Carnegie Mellon University
15-826 Multimedia Databases and Data Mining
Spring 2008 - C. Faloutsos
List of suggested projects
The projects are grouped according to their general theme. We also
list the data and software available, to leverage your effort. More
links and resources may be added in the future. Reminders:
- URL for this very page (internal to CMU - please treat it
'confidentially'):
www.cs.cmu.edu/~christos/courses/826.S08/CMU-ONLY/projlist.html
- Feel free to propose projects outside this list, as long
as they have to do with mining and indexing large
datasets.
- An asterisk [*] in the project title signify that this
project is related to the phd dissertation of the contact person.

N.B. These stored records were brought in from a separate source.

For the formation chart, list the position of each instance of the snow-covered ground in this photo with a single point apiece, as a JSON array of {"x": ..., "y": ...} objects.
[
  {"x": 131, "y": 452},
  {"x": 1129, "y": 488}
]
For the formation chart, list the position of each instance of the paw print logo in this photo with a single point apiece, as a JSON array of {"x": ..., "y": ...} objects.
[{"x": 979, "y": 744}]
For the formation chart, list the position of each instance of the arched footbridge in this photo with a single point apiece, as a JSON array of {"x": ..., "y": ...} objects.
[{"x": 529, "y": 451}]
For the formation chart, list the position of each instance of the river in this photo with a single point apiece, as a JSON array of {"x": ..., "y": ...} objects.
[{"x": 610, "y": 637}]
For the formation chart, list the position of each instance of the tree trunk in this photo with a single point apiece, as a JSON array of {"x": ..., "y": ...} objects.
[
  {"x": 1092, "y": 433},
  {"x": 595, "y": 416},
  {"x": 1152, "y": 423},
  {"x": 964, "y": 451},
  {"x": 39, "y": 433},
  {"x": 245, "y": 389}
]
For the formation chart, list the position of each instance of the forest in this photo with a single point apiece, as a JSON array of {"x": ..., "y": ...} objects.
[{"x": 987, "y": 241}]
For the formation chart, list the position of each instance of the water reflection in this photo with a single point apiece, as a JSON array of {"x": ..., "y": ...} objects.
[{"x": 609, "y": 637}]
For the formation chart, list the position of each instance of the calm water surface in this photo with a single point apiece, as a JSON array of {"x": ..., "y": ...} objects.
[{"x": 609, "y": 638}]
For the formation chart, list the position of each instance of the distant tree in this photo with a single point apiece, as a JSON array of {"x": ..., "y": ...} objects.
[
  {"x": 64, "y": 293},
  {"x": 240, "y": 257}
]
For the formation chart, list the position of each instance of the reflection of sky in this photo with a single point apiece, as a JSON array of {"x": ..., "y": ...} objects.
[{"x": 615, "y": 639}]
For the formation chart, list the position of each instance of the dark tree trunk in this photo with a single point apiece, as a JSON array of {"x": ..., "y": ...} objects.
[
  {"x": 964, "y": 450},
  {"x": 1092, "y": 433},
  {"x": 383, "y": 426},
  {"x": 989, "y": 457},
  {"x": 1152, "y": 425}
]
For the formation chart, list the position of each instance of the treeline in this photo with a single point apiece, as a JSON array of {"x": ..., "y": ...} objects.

Two asterisks [**] means that this is a group project, with
several potential collaborators. But feel free to consider
non-asterisked projects, too, if they are related to your interests
or your dissertation.
SUGGESTED TOPICS
0. HADOOP AND PARALLELISM
The projects below are mainly designed for a traditional,
single-machine architecture. However, 'hadoop' allows relatively
easy parallel execution, implementing the map-reduce
system of Google [Dean + Ghemawat, OSDI'04]. 'Hadoop' is
open source; we can provide some lab machines for you to install
'hadoop', or we can give you access to a 50-node hadoop cluster at
INTEL-Pittsburgh, and maybe access to the 'M45' of Yahoo (1000
machines, 4 cores each, 1Tb total RAM and over 3Pb storage - see
the press release at Yahoo, CMU,
Scientific American, etc). You are welcome to try any of these
projects below, on a hadoop cluster.
1. SPATIO/TEMPORAL AND STREAM MINING
1.1. [*] Disk access traffic patterns, and the Self-*
project
- Problem: Given traces
from real workstations (tuples of the form <disk-id, track-id,
R/W-flag, timestamp>), find patterns; do predictions; use them
to design better buffering and prefetching algorithms. Try 'blind
signal separation'/ICA, to distinguish between 'reads' and
'writes', or between interactive and database accesses. A related
problem is to forecast the response time for a given disk request,
given a training set with their response times. The main problem is
to extract good features. In fact, this is a small part of the the
Self-* project,
which also has numerous co-evolving time sequences from a prototype
data center with multiple 'intelligent' storage units: cpu
utilizations, network traffic measurements, room temperature sensor
measurements, humidity measurements, etc. The goal is to find
patterns, correlations, lag-correlations, anomalies, to help the
data center self-organize, self-detect upcoming (or existing)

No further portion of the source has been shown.